But it does, of course.

Kah has lived it.

Even in Major League Soccer.

“If I was five minutes late coming home in Cincinnati, my wife would be worried,” said Kah.

“It’s been 400 years. Should we accept that level of fear? No. But we should not be looking to blame. We should be looking to educate. It’s about education and understanding each other,” he said.

“We need to make the change. In order to that, we need to be the change. Everybody needs to be open with one another that this [racism] is happening. That’s when change happens.”

Kah was born in The Gambia. It was among the epicentres of the slave trade before slavery was abolished in the British Empire in 1807. It is now a Commonwealth nation that gained its independence in 1965. Kah moved with his family to Norway at age eight. A native English speaker, he not only had to learn a new language but a whole new culture.

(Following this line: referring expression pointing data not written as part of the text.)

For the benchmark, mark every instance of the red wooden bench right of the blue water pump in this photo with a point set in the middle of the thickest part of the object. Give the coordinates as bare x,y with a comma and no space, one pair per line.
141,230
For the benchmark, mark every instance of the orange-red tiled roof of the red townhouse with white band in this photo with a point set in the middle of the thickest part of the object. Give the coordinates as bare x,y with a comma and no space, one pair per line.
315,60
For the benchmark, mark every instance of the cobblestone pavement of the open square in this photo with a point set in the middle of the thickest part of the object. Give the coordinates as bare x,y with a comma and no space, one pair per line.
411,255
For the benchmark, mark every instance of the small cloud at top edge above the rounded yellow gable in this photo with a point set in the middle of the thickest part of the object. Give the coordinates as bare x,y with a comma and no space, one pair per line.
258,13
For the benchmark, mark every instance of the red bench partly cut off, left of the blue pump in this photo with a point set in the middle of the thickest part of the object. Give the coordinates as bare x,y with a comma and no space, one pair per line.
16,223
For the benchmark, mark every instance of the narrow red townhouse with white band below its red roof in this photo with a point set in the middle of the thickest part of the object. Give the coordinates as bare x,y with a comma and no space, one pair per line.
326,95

“Norway is a great, very open country and society,” said Kah.

“But you still do feel those things. My dad told me we are immigrants to Norway and we have to give 200 per cent. We can’t give just 100 per cent. We need to work harder.”

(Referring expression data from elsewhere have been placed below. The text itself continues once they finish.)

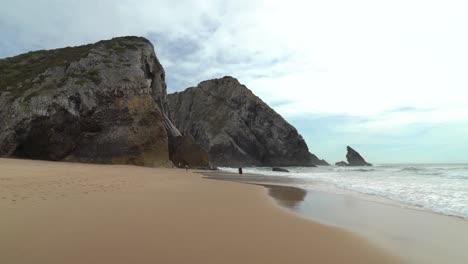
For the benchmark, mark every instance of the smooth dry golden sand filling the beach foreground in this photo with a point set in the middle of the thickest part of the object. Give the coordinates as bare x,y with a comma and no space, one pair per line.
53,212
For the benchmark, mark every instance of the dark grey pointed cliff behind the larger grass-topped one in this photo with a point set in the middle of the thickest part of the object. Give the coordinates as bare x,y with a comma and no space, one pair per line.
236,127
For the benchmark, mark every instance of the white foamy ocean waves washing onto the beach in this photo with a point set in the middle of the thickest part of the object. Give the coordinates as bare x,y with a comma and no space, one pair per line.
440,188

Kah was assistant coach last season of FC Cincinnati of MLS before taking on his first pro head coaching position with Pacific FC of the Canadian Premier League. He replaced former Danish international Michael Silberbauer, who became the first head coach to be let go in CPL history, following PFC’s 2019 inaugural season record of 5-8-5 in the fall portion and 3-5-2 in the spring. Kah is currently preparing the PFC players in small groups in Langford for an abbreviated single-site, 2020 CPL pandemic season sans fans expected to take place from July through September at either Westhills Stadium or Charlottetown, P.E.I.

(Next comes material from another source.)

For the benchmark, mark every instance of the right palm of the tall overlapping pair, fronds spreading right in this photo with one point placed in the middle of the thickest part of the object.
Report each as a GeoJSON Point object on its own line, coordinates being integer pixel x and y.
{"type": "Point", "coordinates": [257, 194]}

Kah was capped 10 times as a player for Norway.

“I am a proud Black man and a proud Norwegian,” he said.

Kah made more than 400 appearances as a player in the top pro leagues of Norway, Sweden, Netherlands, Belgium, Qatar, Saudi Arabia, U.S. and Canada, the latter with Portland Timbers and Vancouver Whitecaps of MLS.

He said he is honoured to be the first person of Gambian ancestry to be head coach of a pro soccer team outside The Gambia.

“I was the first Norwegian player to play pro football on three continents and I am extremely proud of that, as well,” he said.

Kah met his wife Dewy while playing in the Netherlands and the couple have two young daughters. Five-year-old Nahla Aja and one-year-old Zahra Hana were both born in B.C. during’s Kah’s time with the Whitecaps, where he was also a playing assistant coach with Whitecaps-2, and became familiar with several of the PFC players who came up through the Whitecaps Academy.

Having his daughters grow up in a world free of racism will be hard to accomplish, but it is a goal that needs pursuing.

“Hopefully, we can see a new start for all humankind,” said Kah.

The 39-year-old speaks seven languages.

“I have been privileged because of football and have been allowed to see the world,” said Kah.

“It has been a blessing because I am naturally curious about people and cultures. It showed me that God created all colours for a reason.”

The head coach of a pro team holds a unique position in a community. Kah realizes, as a person of colour, that has taken on an added dimension for him in this turbulent time.

“I want to use my platform to educate and communicate,” he said.